Internal documents from planning process outlined that Imperial Oil’s Sarnia Refinery to “represent conservative estimates of pollution releases,” and that they intended to “rely on defensible estimate with no or bare-minimum measurements.” 5

NPRI data shows Imperial Oil Refinery Biggest Polluter in Chemical Valley

Even after all this effort by ExxonMobil and Imperial Oil's management to set up a reporting system that did not require accurate physical measurements of pollution, the NPRI data provided is still damning.

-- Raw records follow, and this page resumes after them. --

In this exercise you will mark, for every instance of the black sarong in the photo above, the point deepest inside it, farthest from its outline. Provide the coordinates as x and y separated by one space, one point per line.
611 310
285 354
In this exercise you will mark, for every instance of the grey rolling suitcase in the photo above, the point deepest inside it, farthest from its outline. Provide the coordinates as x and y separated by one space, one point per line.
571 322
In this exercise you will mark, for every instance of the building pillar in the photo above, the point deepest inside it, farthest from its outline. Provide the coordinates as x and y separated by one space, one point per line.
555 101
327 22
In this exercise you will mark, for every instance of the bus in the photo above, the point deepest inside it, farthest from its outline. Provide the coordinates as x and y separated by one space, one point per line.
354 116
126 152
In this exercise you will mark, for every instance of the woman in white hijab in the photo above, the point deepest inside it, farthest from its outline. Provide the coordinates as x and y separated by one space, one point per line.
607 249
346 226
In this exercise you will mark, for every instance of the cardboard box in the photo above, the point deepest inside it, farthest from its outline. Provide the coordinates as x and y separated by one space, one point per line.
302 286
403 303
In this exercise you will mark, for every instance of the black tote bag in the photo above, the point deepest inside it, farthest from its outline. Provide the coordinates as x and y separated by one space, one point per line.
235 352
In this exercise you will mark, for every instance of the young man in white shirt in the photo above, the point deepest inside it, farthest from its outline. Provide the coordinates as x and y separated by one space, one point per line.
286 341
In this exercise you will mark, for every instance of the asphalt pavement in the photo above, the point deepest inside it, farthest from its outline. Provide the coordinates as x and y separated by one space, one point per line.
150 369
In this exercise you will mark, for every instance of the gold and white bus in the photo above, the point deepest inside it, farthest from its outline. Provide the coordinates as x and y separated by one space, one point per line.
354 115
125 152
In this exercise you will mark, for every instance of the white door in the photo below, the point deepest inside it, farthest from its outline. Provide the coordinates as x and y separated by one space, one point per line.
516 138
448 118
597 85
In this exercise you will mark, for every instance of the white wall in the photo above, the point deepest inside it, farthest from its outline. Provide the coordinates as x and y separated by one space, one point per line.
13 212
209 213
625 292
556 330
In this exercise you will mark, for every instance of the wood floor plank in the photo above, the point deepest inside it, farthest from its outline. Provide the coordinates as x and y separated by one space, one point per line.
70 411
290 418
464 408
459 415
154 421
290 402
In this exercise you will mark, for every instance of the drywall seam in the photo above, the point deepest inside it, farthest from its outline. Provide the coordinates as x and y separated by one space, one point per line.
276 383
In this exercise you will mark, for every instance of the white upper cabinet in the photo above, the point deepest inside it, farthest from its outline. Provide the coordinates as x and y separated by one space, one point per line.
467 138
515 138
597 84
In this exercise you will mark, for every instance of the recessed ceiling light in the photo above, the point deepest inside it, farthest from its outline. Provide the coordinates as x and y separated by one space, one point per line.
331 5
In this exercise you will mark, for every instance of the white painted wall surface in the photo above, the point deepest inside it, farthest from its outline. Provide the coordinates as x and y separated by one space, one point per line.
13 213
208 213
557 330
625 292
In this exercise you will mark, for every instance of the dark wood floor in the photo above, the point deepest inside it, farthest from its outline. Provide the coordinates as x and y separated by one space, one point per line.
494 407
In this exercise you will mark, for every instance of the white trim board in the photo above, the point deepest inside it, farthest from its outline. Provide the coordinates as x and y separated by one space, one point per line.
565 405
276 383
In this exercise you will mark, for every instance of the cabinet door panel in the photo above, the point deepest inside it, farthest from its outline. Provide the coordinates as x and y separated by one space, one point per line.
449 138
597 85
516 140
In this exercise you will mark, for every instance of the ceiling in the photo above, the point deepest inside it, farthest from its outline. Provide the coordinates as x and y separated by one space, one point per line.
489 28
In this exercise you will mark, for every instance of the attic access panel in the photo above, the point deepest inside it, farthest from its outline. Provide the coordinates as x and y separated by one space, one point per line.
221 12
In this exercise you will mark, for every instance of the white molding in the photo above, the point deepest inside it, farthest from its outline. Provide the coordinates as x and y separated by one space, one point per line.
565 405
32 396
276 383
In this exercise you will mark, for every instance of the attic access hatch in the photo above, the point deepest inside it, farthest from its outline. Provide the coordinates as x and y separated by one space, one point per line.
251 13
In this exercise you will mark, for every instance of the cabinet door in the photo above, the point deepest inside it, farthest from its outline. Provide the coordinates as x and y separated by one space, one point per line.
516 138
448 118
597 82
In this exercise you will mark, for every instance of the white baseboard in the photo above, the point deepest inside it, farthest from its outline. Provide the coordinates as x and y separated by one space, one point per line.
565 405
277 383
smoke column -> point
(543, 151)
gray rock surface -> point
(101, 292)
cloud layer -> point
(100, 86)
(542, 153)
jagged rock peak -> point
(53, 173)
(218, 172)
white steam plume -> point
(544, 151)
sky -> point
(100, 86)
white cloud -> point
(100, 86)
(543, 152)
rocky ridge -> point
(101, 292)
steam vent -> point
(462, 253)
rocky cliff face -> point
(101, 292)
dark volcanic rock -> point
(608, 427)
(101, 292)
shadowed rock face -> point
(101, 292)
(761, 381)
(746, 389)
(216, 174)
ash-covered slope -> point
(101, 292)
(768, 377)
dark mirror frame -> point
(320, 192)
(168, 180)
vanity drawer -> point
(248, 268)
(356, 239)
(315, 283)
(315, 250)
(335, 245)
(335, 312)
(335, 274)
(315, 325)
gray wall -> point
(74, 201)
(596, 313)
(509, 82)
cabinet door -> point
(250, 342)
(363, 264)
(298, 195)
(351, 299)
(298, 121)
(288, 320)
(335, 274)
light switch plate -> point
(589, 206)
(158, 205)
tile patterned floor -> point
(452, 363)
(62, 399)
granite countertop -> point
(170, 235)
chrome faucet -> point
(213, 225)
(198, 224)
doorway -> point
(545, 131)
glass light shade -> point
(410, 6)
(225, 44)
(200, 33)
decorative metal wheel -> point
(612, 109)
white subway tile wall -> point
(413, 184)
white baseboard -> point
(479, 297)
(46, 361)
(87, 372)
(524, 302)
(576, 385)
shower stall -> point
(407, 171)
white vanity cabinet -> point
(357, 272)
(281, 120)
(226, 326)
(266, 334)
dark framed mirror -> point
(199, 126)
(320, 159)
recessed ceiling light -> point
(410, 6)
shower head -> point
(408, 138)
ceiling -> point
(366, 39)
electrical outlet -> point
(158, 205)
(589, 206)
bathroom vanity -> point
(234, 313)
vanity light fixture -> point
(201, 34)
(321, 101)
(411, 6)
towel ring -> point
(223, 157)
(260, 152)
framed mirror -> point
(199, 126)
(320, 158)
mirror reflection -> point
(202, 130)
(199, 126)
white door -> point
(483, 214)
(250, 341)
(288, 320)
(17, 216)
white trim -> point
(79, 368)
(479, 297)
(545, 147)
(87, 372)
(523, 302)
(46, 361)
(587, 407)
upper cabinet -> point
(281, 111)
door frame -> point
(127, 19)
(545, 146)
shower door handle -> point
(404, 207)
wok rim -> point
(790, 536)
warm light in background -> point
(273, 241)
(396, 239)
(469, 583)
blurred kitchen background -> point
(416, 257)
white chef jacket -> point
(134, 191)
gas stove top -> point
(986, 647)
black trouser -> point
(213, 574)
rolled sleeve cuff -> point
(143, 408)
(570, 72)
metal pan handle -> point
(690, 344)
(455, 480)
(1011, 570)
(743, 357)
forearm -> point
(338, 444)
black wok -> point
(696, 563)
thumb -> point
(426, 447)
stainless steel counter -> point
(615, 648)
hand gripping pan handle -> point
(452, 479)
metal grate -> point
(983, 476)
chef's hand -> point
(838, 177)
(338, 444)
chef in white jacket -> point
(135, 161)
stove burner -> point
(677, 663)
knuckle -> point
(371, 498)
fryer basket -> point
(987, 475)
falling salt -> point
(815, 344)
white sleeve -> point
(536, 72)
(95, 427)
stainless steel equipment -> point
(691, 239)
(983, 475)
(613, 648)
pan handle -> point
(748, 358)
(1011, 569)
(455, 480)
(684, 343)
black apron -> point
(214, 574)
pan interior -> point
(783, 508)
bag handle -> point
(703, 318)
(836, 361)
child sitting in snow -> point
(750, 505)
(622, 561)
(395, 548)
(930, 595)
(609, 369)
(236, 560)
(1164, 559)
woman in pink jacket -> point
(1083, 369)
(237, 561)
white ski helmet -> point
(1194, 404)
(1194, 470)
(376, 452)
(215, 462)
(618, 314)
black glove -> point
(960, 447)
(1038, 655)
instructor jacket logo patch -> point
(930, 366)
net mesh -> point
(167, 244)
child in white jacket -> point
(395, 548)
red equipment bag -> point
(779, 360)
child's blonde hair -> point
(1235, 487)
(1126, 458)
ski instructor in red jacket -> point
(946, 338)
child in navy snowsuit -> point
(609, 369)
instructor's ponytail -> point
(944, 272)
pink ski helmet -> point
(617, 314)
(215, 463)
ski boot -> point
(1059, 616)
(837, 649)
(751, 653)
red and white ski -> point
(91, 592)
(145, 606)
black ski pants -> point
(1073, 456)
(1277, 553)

According to the 2016 NPRI data, the Imperial Oil Refinery reported a total of  13,164 tons of emissions. This does not even include the emissions of the full Imperial Oil complex in Sarnia, that consists of its chemical plant, its power plant, and its transportation and storage works. 

The next biggest polluter in Chemical Valley is Cabot Canada, which reported 7,262 tons. That is 45% less emissions than the Imperial Oil Refinery..

Imperial Oil bought the refinery operations in Sarnia in 1898, and the refinery itself goes back to 1871, while NPRI emissions reporting only starts in 1994. 

Cumulatively Imperial Oil is responsible for some of the largest and most long-standing emissions in Canada. 

Notes

  1. A National Pollutant Release Inventory for Canada: The Final Report of the Multi-stakeholder Advisory Committee (December 1992).

  2. Handwritten notes by Sarnia Refinery staff person on meeting with refinery managers from Houston and Baton Rouge. Glenbow Archive, Imperial Oil Papers,  IOL pub -3e-37a.

  3. Email about management directive to Imperial Oil Refinery Sarnia NPRI Development Team, Feb 08, 1993.  Glenbow Archives, Imperial Oil Papers,  IOL pub -3e-37b. Anonymized. 

  4. Email from Toronto Operating Practices Manager to Imperial Oil Refinery Sarnia NPRI Development Team,  Feb 08, 1993. Glenbow Archives, Imperial Oil Papers,  IOL pub -3e-37b. Anonymized.  

  5. Email from Toronto Operating Practices Manager to Imperial Oil Refinery Sarnia NPRI Development Team,  Feb 23, 1993. Glenbow Archives, Imperial Oil Papers,  IOL pub -3e-37b. Anonymized. Footnote placeholder

  6. Page from Sarnia PRI Implementation Draft Plan,  April 27, 1993. Glenbow Archives, Imperial Oil Papers, IOL pub -3e-37b.